本論に戻りますが、居宅サービス(在宅サービス)の要と言われていた訪問介護サービスは、すでにトップの座をデイサービスに奪われて6年になります。同時に介護福祉施設サービス(特別養護老人ホーム)の介護報酬の費用額も頭打ちになっています。なぜか頭打ちになっても特別養護老人ホームの新設は続いています。

ところで、平成17年4月審査分の全国集計の結果、デイサービスの介護報酬の費用額が、居宅サービスのトップになったのはなぜだろうか。様々な見方が出来ますが、地方の高齢化が一段と進んで高齢者世帯が増え、訪問介護のような細切れ時間のサービスの必要性が薄れていったと考えることが出来ます。代わりに、ほぼ1日中要介護高齢者を家まで迎えに来てくれ預かってくれて、また、家まで送り届けてくれるサービスだとわかって、週に2日程度は利用したいというニーズが高まったのでしょう。市町村にある特別養護老人ホームに併設されているデイサービスの利用が高まり、その後に多くの民間事業者が少人数のデイサービスを開業するようになり、多種多様なデイサービスが出現しました。一日利用定員30名、40名規模の特別養護老人ホーム併設型デイサービスと、一日利用定員10名、15名程度の小規模で少人数のデイサービスを使い分けるようになり、次第に通所介護の介護給付費が伸びたのではないかと考えられます。

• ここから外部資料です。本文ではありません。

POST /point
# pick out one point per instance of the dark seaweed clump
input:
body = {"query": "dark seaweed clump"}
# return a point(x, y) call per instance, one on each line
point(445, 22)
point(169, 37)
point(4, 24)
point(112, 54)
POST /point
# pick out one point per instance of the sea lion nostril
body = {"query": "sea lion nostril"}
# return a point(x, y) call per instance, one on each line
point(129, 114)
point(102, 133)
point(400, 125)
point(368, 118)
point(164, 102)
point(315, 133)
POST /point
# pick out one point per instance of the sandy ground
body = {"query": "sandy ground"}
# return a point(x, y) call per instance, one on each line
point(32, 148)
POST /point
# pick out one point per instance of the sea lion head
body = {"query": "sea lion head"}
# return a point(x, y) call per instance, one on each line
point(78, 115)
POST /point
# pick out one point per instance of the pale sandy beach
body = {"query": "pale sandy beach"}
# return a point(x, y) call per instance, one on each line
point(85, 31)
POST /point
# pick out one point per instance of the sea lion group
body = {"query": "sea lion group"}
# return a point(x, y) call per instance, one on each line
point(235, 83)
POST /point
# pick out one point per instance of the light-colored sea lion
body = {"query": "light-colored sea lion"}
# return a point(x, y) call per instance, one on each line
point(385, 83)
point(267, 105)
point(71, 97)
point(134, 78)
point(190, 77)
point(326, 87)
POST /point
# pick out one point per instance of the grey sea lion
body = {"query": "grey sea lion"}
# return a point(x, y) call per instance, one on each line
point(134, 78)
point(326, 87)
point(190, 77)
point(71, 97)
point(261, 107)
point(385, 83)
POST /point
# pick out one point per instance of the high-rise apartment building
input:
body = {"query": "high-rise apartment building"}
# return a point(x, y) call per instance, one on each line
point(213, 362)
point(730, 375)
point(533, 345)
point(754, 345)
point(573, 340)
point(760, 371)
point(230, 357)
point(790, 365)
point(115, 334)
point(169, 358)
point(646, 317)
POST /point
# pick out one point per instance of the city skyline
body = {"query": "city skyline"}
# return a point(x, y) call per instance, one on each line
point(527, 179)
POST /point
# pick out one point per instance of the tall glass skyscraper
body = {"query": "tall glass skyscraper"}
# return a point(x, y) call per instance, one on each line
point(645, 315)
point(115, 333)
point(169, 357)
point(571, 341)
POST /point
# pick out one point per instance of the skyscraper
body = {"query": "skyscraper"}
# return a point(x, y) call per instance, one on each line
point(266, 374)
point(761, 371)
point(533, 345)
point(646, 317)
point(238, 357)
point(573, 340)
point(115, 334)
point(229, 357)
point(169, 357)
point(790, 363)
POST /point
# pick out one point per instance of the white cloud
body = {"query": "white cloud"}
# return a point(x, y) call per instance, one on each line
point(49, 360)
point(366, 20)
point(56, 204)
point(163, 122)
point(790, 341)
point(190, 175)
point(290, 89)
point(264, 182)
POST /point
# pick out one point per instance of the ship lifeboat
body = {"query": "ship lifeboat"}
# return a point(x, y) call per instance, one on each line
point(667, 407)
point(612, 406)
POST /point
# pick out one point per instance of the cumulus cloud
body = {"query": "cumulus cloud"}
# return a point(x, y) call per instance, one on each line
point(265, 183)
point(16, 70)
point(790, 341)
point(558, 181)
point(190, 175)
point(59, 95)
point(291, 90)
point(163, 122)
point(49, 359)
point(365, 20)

介護事業を始めるにあたって、訪問介護サービス、デイサービスのどちらが事業として参入し易いかは一概に言えませんが、訪問介護サービスの需要が鈍化しているにもかかわらず、訪問介護事業所を立ち上げる事業者は後を絶たない。しかも開業してもすぐに止める事業所も多くなっています。訪問介護事業より多額の初期投資額が必要なデイサービスについても、すでに供給過多になっている地域が増えてきているのに、相変わらずデイサービスを開業する事業者がいます。どちらにしても新規参入事業者は後発のデメリットをどう克服するのか、何かしらの勝算があるのでしょうか。先発事業者よりも優れている点があると確信しているのでしょうか。

また、介護保険制度施行当初に事業を立ち上げた訪問介護事業者がこの先も事業の継続性を担保するには、経営資源の変化とともに経営環境の変化に迅速に対応していくしかありません。特に介護保険法改正や介護給付費改定による経営環境の変化には、その都度柔軟に対応していく必要に迫られます。